I started Spinewire in 1997 (the precursor to CareCure) in order to provide information to the spinal cord injury community about themselves and their condition, so that they can advocate effectively for the cure. I believe that the community must lead this effort. The community must understand what is necessary to make the cure happen. No cure has ever occurred without the community. The polio vaccine occurred with the support of the March of Dimes and FDR. Note that the community were parents of children frightened of polio, not the people with polio. So, although the vaccine prevented polio, it unfortunately did nothing for the millions of people who were disabled by polio. The world trumpeted the cure of polio and all those people disabled from polio were forgotten. Some of the strong anti-cure sentiments in today’s disability community still emanate from memory of that abandonment. If you take the time to read the disability literature leading up to the ADA, you will see
how anti-cure people were. Many people in disability don’t want cure. They want societal support of people with disability.

Some of us have been working hard on ways to start small cure efforts around the world until the United States gets its act together. So, for example, I have spent the past three years organizing the ChinaSCINet which hopefully will be able to test combination therapies for spinal cord injury rigorously and efficiently. I believe that there will be clinical trials involving stem cells in California and New Jersey (as well as other states) by 2008. These state-funded approaches are necessary because the federal government has just dropped the ball.
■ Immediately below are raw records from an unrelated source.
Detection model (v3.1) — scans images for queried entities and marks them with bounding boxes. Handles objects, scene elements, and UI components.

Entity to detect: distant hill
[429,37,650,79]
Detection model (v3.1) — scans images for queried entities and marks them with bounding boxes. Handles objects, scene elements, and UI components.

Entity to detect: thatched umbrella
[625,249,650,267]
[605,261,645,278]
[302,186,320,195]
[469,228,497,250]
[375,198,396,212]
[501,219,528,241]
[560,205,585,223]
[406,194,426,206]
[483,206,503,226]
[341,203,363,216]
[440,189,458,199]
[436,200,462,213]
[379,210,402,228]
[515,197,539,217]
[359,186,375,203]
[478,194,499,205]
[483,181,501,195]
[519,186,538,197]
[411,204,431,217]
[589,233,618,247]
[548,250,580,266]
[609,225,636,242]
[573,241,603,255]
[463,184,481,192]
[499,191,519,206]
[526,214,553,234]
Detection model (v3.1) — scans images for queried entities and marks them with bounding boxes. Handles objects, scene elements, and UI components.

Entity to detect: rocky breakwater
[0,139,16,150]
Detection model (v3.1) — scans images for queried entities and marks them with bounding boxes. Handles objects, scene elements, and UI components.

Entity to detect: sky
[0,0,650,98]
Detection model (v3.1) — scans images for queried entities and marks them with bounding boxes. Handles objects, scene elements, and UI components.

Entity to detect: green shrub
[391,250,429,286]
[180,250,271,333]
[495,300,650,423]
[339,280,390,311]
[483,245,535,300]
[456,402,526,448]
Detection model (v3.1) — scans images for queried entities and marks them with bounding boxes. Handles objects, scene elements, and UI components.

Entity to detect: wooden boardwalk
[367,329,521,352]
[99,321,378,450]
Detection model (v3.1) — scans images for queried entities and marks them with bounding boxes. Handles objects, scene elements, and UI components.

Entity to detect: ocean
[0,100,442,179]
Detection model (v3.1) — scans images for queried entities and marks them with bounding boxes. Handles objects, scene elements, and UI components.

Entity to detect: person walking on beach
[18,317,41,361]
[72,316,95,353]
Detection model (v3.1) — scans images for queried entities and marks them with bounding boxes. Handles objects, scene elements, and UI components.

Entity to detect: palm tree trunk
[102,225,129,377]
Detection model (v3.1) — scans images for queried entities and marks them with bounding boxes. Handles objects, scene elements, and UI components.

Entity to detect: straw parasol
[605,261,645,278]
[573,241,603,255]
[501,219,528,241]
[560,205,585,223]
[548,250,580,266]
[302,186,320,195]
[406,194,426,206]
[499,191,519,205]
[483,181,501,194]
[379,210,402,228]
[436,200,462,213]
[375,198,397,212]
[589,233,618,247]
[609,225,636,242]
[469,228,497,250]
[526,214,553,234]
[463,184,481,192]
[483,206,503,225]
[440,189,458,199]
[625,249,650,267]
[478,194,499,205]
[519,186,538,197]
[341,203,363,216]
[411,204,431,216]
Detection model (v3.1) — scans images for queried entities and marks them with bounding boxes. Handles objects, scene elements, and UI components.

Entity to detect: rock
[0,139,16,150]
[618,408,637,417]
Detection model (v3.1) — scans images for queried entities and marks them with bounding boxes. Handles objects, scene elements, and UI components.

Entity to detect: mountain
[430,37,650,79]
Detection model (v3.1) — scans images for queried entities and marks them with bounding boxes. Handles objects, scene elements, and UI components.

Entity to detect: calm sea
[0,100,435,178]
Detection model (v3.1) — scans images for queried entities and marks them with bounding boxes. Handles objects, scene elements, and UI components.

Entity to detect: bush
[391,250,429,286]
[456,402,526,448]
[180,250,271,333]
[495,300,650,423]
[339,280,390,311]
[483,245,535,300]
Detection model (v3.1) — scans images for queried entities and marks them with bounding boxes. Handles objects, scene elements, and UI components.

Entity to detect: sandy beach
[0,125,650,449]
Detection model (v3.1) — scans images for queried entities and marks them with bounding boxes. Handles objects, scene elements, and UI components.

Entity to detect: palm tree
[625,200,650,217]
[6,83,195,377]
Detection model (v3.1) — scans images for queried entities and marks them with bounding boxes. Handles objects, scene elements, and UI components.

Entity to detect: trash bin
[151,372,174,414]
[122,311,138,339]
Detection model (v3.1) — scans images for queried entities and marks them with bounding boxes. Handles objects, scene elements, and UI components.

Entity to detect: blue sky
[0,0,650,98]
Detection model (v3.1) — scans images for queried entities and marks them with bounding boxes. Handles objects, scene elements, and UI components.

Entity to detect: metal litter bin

Finally, a number of companies are beginning to understand that spinal cord injury may be the gateway to the central nervous system and that if they can get their regenerative drug approved for spinal cord, it will be easier to get that drug approved for brain injury and stroke. Several large and deep-pocketed drug companies, including Pfizer, Novartis, Johnson & Johnson, Boston Life Science, and Biogen are beginning to invest in cl
inical trials. Several small companies, such as Acorda Therapeutics, Geron, and others are planning or doing clinical trials.
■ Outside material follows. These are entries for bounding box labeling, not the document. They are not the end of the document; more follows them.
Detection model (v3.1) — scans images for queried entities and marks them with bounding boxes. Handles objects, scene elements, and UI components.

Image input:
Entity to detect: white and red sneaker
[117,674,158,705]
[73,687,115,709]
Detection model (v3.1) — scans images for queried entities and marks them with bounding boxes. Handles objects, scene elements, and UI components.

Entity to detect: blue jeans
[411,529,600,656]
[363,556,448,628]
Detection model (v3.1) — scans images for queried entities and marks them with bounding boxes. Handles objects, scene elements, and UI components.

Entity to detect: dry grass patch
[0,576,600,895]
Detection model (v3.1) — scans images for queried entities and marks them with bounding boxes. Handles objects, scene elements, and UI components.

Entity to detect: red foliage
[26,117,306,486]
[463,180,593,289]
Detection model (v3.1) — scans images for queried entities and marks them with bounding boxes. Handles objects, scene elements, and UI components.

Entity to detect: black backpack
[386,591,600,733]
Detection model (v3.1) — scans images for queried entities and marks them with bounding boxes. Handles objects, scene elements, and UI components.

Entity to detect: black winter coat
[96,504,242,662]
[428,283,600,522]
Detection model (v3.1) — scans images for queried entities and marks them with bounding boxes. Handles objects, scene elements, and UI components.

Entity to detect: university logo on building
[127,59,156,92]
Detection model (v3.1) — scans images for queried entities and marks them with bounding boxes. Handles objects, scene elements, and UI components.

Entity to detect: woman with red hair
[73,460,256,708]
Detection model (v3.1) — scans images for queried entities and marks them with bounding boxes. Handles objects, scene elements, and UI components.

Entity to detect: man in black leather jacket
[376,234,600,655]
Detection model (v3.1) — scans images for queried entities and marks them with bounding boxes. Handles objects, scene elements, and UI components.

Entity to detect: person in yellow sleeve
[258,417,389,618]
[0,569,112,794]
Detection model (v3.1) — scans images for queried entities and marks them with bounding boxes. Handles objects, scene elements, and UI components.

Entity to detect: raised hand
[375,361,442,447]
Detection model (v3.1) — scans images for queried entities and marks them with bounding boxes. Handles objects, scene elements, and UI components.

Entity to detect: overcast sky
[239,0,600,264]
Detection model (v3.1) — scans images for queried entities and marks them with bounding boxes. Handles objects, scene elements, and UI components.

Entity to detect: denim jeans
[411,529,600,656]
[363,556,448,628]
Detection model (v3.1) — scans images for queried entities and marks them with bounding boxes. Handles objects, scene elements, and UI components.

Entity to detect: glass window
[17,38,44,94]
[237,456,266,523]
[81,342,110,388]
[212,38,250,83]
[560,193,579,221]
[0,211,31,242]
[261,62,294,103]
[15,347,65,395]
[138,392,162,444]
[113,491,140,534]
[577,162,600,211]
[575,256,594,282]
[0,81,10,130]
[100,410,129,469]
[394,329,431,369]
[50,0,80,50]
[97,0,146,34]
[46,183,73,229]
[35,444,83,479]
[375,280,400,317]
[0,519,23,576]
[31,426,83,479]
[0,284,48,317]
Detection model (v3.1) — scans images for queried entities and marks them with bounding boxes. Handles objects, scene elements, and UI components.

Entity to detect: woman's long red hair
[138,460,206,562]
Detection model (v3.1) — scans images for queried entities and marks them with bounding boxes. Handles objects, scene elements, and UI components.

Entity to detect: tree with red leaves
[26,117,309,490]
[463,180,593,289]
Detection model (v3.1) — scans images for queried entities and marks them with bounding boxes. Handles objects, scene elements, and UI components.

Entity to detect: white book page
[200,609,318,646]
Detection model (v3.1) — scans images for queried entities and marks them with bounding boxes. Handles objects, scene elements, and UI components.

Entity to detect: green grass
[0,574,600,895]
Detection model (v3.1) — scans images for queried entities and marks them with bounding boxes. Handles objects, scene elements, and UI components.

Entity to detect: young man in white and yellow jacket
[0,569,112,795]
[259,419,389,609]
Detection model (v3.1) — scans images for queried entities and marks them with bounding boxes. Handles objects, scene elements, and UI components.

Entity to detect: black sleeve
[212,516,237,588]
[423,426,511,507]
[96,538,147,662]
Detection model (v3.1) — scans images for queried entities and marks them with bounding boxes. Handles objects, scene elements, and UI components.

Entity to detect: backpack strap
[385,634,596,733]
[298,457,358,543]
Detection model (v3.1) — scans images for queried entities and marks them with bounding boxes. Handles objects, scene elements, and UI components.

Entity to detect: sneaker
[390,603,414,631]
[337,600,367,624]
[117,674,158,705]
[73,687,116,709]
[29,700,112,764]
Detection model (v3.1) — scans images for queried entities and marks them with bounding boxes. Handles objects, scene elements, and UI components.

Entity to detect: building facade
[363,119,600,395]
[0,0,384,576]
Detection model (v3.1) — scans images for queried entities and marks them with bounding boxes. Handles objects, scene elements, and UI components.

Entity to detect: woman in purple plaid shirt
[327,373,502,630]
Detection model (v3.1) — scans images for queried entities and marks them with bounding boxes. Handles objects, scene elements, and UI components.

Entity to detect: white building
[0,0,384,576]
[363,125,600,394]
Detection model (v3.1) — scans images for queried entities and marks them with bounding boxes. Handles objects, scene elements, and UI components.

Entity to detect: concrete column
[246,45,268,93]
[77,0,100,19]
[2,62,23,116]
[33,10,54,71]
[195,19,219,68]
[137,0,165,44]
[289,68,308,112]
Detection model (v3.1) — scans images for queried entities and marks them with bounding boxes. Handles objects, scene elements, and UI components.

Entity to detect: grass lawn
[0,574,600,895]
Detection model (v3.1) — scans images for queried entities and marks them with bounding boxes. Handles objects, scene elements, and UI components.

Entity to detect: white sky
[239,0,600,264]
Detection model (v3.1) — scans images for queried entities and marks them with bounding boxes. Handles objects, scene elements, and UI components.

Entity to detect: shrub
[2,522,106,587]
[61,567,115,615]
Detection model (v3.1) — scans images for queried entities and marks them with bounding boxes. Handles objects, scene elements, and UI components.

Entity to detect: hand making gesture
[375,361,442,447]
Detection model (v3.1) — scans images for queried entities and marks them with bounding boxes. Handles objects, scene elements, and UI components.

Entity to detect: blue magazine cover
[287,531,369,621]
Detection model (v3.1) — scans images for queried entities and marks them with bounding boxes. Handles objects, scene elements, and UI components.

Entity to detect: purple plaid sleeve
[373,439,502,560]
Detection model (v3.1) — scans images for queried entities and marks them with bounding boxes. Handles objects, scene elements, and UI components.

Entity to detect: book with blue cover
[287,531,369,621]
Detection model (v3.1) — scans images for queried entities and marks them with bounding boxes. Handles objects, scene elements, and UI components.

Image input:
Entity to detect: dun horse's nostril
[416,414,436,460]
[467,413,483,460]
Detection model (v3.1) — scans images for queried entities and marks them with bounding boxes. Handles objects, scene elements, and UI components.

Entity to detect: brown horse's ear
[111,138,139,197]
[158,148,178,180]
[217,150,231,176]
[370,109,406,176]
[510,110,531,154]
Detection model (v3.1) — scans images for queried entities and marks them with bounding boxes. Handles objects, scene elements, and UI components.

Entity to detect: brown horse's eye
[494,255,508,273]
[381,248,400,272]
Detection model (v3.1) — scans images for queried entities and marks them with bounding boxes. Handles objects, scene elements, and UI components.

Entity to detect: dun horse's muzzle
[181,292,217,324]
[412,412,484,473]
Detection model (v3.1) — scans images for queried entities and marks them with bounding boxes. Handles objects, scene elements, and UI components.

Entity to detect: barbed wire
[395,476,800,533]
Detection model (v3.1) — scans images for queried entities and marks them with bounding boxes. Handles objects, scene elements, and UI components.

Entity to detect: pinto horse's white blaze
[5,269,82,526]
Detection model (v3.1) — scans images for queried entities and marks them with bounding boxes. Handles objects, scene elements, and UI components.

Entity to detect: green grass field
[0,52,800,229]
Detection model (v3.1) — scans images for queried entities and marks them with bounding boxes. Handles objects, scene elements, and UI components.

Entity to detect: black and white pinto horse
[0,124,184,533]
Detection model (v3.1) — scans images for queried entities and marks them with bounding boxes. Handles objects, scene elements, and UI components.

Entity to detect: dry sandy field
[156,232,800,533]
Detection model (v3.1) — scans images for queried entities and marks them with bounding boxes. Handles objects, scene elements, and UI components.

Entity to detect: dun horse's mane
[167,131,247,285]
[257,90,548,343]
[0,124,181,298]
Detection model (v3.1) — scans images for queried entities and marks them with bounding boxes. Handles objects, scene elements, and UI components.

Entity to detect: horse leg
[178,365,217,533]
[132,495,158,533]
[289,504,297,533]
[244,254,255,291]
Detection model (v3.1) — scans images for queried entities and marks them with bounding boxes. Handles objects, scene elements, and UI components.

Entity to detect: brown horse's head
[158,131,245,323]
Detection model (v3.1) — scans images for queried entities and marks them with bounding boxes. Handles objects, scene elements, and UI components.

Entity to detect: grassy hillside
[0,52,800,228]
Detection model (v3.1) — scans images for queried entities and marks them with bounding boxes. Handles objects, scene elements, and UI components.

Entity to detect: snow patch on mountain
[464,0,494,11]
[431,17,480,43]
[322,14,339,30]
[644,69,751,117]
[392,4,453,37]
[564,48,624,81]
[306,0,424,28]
What can you do now? I recommend the following:
1. Take the time to understand spinal cord injury and the various treatments. I am here to answer questions and there are many people here with a great deal of experience. You need to understand things well-enough to make rationale decisions concerning clinical trials that will be coming.
2. Participate in lobbying your government to fund more spinal cord injury research and clinical trials. This can be in the form of letters or telephone calls. It is a long-term effort but it has to start.
3. You must prepare your body for clinical trial. This includes rebuilding your bone and muscle, getting your cardiovascular system up, and weaning down on any unnecessary drugs that you are taking. This will increase the probability that you will respond to whatever therapy.
4. Become educated and earn money. You probably think that I am kidding. I am not. Many studies have shown that the highest correlation with recovery from spinal cord injury is education and wealth.
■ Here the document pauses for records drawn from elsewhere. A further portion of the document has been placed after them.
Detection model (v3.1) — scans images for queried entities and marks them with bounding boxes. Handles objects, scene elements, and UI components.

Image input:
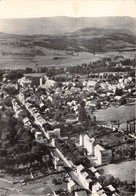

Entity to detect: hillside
[0,27,136,56]
[0,16,136,35]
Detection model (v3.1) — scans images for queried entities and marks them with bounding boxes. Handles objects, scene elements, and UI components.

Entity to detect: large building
[94,144,112,165]
[79,134,95,155]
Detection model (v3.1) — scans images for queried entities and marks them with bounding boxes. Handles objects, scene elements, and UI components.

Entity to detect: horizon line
[0,15,136,20]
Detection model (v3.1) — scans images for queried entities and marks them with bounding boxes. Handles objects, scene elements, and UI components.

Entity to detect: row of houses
[79,134,112,166]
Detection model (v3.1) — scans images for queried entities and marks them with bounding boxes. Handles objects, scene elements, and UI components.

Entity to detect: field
[95,105,135,129]
[101,161,135,183]
[0,48,134,69]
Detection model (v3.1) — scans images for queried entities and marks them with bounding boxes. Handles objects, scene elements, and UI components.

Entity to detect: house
[18,77,32,87]
[67,179,81,193]
[40,76,56,88]
[92,182,107,196]
[47,128,60,138]
[79,134,95,155]
[75,191,88,196]
[94,144,112,165]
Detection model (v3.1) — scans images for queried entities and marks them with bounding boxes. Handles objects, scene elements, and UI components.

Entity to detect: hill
[0,16,136,35]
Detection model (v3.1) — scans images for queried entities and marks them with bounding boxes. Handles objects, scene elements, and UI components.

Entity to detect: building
[75,191,88,196]
[79,134,95,155]
[92,182,107,196]
[18,77,32,87]
[47,128,60,139]
[40,76,56,88]
[67,179,81,193]
[76,165,92,189]
[94,144,112,165]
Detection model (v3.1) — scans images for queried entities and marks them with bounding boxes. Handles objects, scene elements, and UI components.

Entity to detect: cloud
[0,0,136,18]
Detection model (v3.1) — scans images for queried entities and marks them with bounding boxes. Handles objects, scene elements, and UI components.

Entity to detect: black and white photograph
[0,0,136,196]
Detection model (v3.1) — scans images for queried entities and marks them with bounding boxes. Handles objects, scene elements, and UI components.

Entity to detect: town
[0,53,136,196]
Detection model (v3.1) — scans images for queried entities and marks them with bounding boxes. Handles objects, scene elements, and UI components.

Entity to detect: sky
[0,0,136,18]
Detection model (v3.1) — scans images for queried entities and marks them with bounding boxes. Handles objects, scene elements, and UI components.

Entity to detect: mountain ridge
[0,16,136,35]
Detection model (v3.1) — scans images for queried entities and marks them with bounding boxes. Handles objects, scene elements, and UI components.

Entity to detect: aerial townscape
[0,15,136,196]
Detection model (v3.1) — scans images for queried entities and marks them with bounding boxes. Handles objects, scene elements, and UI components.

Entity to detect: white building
[92,182,107,196]
[47,128,60,139]
[94,144,112,165]
[75,191,87,196]
[79,135,95,155]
I hope that the above helps.

Wise.’

‘Researchers at Barrow and ASU will use the grant to develop new hydrogels (liquids that gel) to stimulate the ends of damaged fiber on the spinal cord to grow and bypass the injured or scarred area of the spinal cord.’

The study uses the latest technology from the field of bioengineering. These grants should help researchers gain valuable insight on these research techniques, and bring the cure for spinal cord injury one step closer.